GreenThreadDocs

Ready-to-use Model CRDs for popular models. Apply any of these with kubectl apply -f to deploy on your GreenThread cluster.

Chat models

OpenAI GPT-OSS 20B

Standard chat completion model. Good general-purpose performance on a single GPU.

apiVersion: greenthread.ai/v1alpha1
kind: Model
metadata:
  name: gpt-oss-20b
  namespace: greenthread-system
spec:
  modelName: openai/gpt-oss-20b
  dtype: bfloat16
  gpuMemoryUtilization: "0.90"
  tensorParallelSize: 1
  replicas: 1
  extraArgs:
    - "--enforce-eager"
  fairness: {}
  kvCache: {}
  lora: {}
  sleep: {}
  staging: {}
  resources: {}

VRAM: ~88.2 GiB per GPU | GPUs: 1

Meta Llama 3.1 8B Instruct

Lightweight instruction-tuned model. Fits comfortably on a single GPU with room for KV cache.
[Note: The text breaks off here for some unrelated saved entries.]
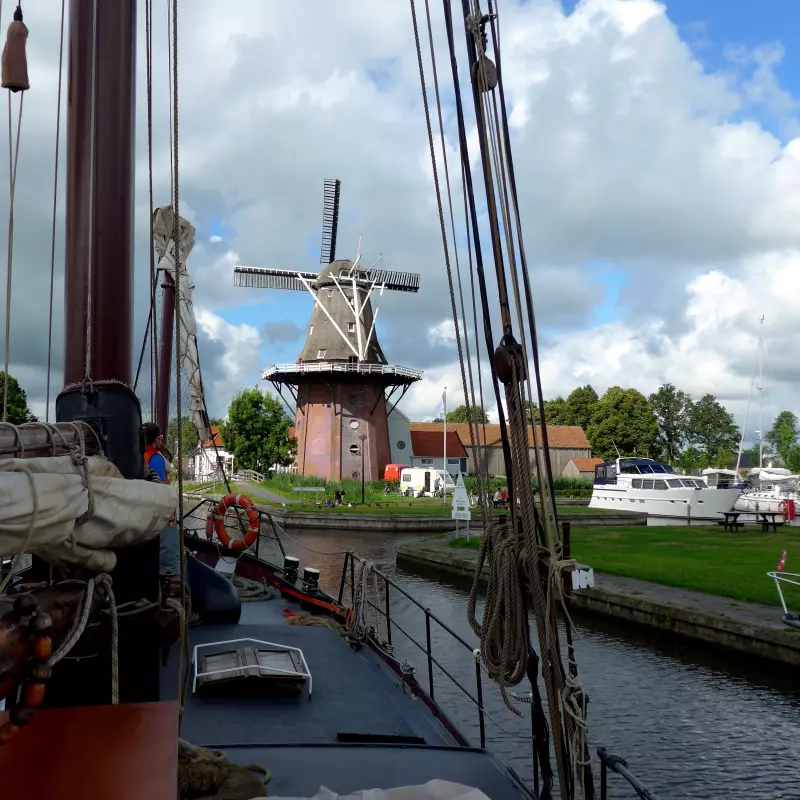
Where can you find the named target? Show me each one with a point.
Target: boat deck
(358, 730)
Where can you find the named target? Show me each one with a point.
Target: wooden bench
(731, 521)
(769, 519)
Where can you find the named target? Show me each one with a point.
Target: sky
(657, 152)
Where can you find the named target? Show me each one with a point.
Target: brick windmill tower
(342, 383)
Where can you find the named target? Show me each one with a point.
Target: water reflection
(692, 723)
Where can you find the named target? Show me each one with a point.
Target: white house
(428, 451)
(207, 458)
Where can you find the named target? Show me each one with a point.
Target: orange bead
(6, 686)
(7, 732)
(34, 695)
(43, 648)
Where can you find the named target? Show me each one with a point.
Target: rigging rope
(514, 556)
(90, 183)
(55, 206)
(179, 283)
(13, 160)
(441, 219)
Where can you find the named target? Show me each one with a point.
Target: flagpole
(444, 447)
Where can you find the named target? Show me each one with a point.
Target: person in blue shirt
(170, 545)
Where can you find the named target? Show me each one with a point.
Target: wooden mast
(100, 189)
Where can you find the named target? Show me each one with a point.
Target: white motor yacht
(648, 486)
(773, 489)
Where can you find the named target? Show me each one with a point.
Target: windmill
(342, 383)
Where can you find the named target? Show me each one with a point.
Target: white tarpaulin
(163, 223)
(432, 790)
(124, 512)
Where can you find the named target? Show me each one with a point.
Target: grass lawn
(705, 559)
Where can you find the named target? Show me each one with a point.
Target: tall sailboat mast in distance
(758, 367)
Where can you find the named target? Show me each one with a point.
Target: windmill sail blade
(330, 220)
(396, 281)
(258, 278)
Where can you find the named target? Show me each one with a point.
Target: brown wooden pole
(101, 100)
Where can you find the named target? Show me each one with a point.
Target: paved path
(754, 614)
(260, 493)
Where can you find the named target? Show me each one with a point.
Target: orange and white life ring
(253, 522)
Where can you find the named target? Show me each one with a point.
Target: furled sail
(163, 228)
(72, 512)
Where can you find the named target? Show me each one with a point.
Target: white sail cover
(163, 225)
(124, 513)
(432, 790)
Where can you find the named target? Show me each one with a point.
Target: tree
(690, 460)
(672, 408)
(257, 431)
(581, 403)
(623, 420)
(17, 411)
(556, 412)
(189, 437)
(465, 413)
(784, 433)
(713, 430)
(793, 458)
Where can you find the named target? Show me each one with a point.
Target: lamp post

apiVersion: greenthread.ai/v1alpha1
kind: Model
metadata:
  name: llama-3-1-8b
  namespace: greenthread-system
spec:
  modelName: meta-llama/Llama-3.1-8B-Instruct
  dtype: bfloat16
  gpuMemoryUtilization: "0.90"
  tensorParallelSize: 1
  replicas: 1
  extraArgs:
    - "--enforce-eager"
  fairness: {}
  kvCache: {}
  lora: {}
  sleep: {}
  staging: {}
  resources: {}
Gated model

Llama models require a HuggingFace token with access granted. Set your token via --set huggingfaceToken=hf_xxxx during Helm install.

Reasoning models

Qwen3 4B Thinking

Compact reasoning model with chain-of-thought capabilities.

apiVersion: greenthread.ai/v1alpha1
kind: Model
metadata:
  name: qwen-3-4b-thinking-2507
  namespace: greenthread-system
spec:
  modelName: Qwen/Qwen3-4B-Thinking-2507
  dtype: bfloat16
  gpuMemoryUtilization: "0.90"
  tensorParallelSize: 1
  replicas: 1
  extraArgs:
    - "--enforce-eager"
  fairness: {}
  kvCache: {}
  lora: {}
  sleep: {}
  staging: {}
  resources: {}

VRAM: ~87.9 GiB per GPU | GPUs: 1

MoE models with tool calling

Qwen3.5 35B-A3B (MoE)

Mixture-of-Experts model with 35B total parameters, 3B active. Includes reasoning support and tool calling via the Qwen3 parser.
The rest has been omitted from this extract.